Of course with bindings, Pro Z13's and a full Start Haus tune and come shipped with storage wax. 

Specs: 
Length: 170cm
Dims: 117/70/100
TR: 15M (dual radius 17M/13M)


HERE is the Product page.

$399.00 + $25.00 for shipping.


----------



## hammer (Sep 18, 2011)

Are these used/demo skis? If so, do you have a picture of them?


----------



## gmcunni (Sep 18, 2011)

would this be a good choice for firm east coast days and some recreational racing (nastar) for a hack?


----------



## Philpug (Sep 19, 2011)

hammer said:


> Are these used/demo skis? If so, do you have a picture of them?


These have ONE day on them, a customer asked me to sell them for them. They have the regular binding, not a demo binder. I will try to get a picture up tonight.




gmcunni said:


> would this be a good choice for firm east coast days and some recreational racing (nastar) for a hack?


Very good ski for that. The Progressor will reward good technique and will not punish you for being a hack. :beer: IMHO, the Fischers in this class are about the easiest skis to ski as compared to Volkl, Nordica and even the Blizzards.


----------



## Philpug (Sep 19, 2011)

Here is a picture


---
I am here: http://maps.google.com/maps?ll=39.541598,-119.889169


----------



## hammer (Sep 20, 2011)

Checked over on EpicSki...already sold. :sad:


----------



## gmcunni (Sep 20, 2011)

i came very close to pulling trigger on this.  my hesitation was i want a 100+ pow ski more than a carver/racer.

i'd get more use out of the carver/racer but that type of logic doesn't work on me...


----------



## hammer (Sep 20, 2011)

gmcunni said:


> i came very close to pulling trigger on this.  my hesitation was i a 100+ pow ski more than a carver/racer.
> 
> i'd get more use out of the carver/racer but that type of logic doesn't work on me...


I just wanted to verify the condition...but I was too slow to respond.

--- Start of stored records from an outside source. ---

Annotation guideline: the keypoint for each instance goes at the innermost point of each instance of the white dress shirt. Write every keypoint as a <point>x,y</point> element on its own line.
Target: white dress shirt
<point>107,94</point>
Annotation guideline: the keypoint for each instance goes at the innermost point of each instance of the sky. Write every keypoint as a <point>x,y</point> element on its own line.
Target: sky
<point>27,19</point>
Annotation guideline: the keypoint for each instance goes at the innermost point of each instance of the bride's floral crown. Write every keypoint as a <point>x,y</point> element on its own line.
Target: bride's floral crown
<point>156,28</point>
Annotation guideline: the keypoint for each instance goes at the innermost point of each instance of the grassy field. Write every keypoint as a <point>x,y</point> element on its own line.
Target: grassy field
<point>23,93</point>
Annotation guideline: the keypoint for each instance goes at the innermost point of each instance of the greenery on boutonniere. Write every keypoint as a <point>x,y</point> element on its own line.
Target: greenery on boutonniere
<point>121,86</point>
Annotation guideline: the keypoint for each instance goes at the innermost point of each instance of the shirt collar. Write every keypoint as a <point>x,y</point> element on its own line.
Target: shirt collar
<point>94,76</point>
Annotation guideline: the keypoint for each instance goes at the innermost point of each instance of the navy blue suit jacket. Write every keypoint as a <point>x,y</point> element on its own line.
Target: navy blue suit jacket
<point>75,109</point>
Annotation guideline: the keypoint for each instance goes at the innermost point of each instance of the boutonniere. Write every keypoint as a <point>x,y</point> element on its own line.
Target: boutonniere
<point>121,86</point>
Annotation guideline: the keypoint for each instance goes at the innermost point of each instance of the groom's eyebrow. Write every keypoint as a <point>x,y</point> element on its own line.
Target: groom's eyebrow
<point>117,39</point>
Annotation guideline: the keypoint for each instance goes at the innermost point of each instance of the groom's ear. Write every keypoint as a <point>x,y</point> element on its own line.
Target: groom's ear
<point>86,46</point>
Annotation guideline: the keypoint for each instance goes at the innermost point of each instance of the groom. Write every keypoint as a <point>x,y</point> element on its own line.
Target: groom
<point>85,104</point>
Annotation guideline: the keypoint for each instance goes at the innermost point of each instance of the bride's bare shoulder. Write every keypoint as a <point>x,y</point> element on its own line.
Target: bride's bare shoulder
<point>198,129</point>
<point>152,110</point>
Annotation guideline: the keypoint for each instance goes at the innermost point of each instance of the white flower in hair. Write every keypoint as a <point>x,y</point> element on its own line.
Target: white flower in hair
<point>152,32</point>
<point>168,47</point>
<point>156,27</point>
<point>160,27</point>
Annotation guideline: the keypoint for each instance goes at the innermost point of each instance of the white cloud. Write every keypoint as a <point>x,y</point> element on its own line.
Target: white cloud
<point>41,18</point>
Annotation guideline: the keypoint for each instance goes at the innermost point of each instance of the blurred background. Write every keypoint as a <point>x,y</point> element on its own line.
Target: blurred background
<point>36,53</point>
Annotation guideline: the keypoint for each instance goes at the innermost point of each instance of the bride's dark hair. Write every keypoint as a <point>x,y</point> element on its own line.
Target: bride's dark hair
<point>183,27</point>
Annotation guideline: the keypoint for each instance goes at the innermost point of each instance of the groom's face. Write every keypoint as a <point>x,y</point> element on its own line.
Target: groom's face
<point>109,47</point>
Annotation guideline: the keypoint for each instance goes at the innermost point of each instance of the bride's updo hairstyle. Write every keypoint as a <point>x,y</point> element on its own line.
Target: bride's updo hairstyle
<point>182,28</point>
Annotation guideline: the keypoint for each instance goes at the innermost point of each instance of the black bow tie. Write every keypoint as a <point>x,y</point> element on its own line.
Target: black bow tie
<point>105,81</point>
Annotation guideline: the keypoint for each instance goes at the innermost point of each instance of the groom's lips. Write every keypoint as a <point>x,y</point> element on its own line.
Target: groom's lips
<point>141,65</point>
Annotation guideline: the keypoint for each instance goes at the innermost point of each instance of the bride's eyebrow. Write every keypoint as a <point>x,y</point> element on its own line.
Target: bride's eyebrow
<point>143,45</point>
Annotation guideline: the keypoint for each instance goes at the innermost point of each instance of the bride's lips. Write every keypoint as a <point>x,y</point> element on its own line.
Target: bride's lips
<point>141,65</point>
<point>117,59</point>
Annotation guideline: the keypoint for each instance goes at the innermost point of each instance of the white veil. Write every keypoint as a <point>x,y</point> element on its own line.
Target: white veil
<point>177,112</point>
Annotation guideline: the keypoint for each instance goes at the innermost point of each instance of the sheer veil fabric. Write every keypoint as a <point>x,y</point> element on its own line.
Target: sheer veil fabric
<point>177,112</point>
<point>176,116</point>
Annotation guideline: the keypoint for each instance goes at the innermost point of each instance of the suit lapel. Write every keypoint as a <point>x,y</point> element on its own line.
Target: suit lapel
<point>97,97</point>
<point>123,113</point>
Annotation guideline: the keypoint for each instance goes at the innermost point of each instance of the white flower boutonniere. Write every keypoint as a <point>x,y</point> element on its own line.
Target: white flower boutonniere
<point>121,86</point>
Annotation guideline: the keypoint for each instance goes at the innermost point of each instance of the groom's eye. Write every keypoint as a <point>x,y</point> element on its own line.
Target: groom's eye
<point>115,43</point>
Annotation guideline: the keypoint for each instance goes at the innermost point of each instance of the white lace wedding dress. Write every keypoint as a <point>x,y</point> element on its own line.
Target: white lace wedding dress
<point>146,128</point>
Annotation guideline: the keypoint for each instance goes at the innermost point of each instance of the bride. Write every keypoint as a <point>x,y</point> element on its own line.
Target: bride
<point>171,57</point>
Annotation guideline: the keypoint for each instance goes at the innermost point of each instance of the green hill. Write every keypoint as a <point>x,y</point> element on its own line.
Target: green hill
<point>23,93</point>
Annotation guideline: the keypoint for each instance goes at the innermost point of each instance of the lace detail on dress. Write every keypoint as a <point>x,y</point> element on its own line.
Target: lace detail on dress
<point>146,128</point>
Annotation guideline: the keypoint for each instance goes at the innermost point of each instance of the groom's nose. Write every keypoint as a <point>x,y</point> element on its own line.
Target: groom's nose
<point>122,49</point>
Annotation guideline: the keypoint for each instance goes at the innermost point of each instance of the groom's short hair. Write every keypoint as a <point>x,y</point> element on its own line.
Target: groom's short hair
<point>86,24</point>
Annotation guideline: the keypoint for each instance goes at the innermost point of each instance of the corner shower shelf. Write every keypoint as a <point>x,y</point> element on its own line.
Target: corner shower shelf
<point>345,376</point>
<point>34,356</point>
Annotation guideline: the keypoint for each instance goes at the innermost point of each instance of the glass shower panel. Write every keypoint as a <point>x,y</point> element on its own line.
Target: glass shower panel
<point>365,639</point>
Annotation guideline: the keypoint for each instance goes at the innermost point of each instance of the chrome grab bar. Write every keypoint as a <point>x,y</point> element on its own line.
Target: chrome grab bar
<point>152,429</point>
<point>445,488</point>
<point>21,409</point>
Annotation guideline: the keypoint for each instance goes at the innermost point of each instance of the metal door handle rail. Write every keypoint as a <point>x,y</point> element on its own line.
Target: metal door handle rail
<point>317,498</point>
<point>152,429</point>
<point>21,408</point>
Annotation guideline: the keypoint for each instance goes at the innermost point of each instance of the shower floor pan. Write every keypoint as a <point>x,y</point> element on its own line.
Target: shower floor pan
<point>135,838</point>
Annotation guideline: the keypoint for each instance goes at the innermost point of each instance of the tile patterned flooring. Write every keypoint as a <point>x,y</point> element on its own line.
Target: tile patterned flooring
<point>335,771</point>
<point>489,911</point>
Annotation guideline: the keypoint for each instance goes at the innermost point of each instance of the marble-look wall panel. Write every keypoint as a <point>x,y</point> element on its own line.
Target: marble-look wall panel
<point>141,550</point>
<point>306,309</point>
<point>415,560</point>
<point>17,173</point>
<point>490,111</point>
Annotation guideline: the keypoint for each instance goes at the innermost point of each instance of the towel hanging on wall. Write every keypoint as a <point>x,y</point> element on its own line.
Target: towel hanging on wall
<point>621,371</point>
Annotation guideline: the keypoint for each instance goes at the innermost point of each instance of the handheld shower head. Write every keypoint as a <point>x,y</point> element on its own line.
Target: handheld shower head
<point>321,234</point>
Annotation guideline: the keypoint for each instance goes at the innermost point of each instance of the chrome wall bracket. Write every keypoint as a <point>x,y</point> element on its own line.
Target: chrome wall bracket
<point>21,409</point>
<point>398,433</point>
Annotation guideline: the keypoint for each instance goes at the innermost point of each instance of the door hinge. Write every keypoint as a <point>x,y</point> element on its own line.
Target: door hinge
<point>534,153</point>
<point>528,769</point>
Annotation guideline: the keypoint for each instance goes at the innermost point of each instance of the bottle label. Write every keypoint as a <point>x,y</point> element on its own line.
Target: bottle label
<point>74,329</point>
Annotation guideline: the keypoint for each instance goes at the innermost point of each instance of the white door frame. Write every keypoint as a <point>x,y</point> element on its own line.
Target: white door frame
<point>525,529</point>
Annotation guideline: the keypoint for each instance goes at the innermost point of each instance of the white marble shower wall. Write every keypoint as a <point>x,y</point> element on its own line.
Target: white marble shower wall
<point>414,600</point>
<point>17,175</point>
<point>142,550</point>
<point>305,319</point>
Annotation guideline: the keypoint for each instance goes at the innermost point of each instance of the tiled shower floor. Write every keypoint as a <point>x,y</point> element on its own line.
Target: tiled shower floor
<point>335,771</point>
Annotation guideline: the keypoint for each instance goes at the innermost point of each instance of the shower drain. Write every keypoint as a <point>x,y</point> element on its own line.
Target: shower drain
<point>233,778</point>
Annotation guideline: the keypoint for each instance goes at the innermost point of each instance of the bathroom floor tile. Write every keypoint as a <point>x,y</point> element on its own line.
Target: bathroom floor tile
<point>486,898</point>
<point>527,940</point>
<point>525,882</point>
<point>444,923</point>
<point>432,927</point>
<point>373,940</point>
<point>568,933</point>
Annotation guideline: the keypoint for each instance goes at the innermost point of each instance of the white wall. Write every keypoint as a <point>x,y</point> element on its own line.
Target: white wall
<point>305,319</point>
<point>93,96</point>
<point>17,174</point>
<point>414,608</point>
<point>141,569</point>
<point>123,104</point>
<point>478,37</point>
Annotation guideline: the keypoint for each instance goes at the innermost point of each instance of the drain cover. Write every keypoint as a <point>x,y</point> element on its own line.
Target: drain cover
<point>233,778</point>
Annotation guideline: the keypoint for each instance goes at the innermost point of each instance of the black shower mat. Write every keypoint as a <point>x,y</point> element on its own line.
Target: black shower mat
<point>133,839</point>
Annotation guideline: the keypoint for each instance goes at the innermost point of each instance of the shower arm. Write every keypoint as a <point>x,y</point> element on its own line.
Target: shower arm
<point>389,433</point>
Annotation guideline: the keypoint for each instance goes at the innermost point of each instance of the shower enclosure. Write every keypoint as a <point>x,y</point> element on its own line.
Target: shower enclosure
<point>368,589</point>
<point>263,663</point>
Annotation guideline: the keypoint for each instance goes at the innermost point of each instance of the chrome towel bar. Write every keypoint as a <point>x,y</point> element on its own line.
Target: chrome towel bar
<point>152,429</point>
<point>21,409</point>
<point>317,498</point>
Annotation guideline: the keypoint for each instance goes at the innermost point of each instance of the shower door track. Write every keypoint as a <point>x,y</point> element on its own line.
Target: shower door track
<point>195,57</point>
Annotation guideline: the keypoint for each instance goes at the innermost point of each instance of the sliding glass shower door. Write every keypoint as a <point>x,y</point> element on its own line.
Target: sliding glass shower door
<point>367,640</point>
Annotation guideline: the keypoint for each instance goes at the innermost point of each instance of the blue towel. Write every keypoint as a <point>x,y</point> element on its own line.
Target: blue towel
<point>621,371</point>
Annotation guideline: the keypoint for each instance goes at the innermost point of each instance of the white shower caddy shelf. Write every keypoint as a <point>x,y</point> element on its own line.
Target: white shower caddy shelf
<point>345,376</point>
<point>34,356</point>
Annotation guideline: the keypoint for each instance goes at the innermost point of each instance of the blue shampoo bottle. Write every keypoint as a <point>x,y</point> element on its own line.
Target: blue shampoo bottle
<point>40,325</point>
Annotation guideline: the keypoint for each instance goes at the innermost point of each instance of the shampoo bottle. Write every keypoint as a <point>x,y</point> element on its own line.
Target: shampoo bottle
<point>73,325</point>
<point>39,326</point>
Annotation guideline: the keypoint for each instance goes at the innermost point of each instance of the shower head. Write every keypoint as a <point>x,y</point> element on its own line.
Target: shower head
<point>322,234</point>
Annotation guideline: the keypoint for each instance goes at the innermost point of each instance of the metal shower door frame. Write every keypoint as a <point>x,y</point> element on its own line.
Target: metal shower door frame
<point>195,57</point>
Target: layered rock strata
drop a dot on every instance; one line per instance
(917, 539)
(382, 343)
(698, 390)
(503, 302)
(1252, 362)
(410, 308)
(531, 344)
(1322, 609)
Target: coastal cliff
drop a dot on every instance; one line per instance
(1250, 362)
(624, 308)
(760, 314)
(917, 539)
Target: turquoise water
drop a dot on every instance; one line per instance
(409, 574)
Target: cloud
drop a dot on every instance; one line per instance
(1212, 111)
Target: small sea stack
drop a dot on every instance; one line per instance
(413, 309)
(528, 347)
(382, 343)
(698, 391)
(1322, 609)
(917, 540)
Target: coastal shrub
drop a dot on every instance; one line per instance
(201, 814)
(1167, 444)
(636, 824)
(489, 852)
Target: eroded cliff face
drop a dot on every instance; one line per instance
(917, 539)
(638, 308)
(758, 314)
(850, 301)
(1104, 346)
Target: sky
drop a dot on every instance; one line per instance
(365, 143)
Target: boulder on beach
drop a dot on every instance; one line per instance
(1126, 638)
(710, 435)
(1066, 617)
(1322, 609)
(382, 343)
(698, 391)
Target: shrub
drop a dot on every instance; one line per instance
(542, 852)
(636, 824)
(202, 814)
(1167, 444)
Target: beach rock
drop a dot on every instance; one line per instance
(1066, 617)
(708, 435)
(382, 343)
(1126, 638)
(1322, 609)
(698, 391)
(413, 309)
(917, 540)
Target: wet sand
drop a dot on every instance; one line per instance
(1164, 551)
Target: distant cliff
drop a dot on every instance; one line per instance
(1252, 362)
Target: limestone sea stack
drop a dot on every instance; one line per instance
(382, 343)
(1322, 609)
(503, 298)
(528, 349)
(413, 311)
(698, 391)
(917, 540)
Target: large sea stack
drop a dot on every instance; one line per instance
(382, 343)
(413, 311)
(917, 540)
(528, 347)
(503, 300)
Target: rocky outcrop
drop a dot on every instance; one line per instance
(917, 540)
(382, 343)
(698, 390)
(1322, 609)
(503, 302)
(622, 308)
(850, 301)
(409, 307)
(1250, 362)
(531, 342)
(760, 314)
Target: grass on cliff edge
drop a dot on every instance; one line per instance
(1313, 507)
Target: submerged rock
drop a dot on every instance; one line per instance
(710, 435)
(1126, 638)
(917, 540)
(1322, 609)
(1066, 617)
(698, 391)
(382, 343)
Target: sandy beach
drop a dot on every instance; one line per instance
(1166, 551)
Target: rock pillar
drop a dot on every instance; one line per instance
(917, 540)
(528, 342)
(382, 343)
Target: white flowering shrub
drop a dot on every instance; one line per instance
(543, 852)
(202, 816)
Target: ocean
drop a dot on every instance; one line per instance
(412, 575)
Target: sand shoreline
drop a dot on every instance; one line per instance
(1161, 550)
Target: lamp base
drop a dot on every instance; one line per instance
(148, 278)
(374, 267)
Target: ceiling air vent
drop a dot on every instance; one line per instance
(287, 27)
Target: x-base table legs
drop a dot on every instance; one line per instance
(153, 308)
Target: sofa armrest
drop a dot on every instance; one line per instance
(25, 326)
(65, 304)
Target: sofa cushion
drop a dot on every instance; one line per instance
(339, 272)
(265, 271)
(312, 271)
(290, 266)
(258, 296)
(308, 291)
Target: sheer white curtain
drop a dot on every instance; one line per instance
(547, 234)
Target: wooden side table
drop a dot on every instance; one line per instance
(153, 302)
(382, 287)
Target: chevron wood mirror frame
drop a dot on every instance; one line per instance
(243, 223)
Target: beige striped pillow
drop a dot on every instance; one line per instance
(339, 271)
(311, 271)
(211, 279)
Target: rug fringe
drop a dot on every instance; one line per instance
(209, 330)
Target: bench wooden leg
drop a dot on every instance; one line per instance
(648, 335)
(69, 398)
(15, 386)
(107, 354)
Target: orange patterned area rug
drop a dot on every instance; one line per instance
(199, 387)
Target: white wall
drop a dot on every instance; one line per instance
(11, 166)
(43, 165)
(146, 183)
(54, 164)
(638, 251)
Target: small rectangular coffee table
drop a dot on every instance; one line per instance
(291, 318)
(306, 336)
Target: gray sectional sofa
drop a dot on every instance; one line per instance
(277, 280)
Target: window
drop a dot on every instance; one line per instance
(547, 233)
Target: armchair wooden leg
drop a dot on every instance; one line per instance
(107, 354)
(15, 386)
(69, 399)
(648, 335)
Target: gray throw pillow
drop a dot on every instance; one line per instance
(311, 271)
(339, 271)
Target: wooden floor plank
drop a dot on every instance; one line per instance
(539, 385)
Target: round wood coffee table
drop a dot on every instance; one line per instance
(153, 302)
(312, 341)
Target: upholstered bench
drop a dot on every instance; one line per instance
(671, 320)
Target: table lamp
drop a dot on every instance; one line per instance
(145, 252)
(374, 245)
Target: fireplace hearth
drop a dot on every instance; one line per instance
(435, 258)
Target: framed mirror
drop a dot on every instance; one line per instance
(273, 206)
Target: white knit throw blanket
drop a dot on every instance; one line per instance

Reality is that practically all of my time is on hardpack groomers, and my current all-mountain skis do well for me on that but they can be chattery when pushed.  I demo'ed the Progressors a while ago and they were on the stiff side but more solid than my current skis.  Think they would have been a good fit...oh well.


----------



## Philpug (Sep 20, 2011)

Yep, they sold.


----------



## wa-loaf (Sep 20, 2011)

gmcunni said:


> i came very close to pulling trigger on this.  my hesitation was i want a 100+ pow ski more than a carver/racer.



I'm sure Phil could find you a pair of those at a good price too.


----------



## gmcunni (Sep 20, 2011)

wa-loaf said:


> I'm sure Phil could find you a pair of those at a good price too.



LOL, no doubt!


----------



## wa-loaf (Sep 20, 2011)

gmcunni said:


> LOL, no doubt!



I'm thinking about getting some new race skis for the season. If I do I'll sell you my Progressor 9's (175's) with only 2 seasons of mostly night league skiing on them. If you're interested of course.


----------



## gmcunni (Sep 20, 2011)

wa-loaf said:


> I'm thinking about getting some new race skis for the season. If I do I'll sell you my Progressor 9's (175's) with only 2 seasons of mostly night league skiing on them. If you're interested of course.



perhaps... let me know when you decide.


----------



## Madroch (Sep 23, 2011)

Go for it gary-- love my Fischer RC's I bought last year-- all those post thaw-freeze days when the bumps were unskiable granite were actually enjoyable cruising on the groomed "hard pack".


----------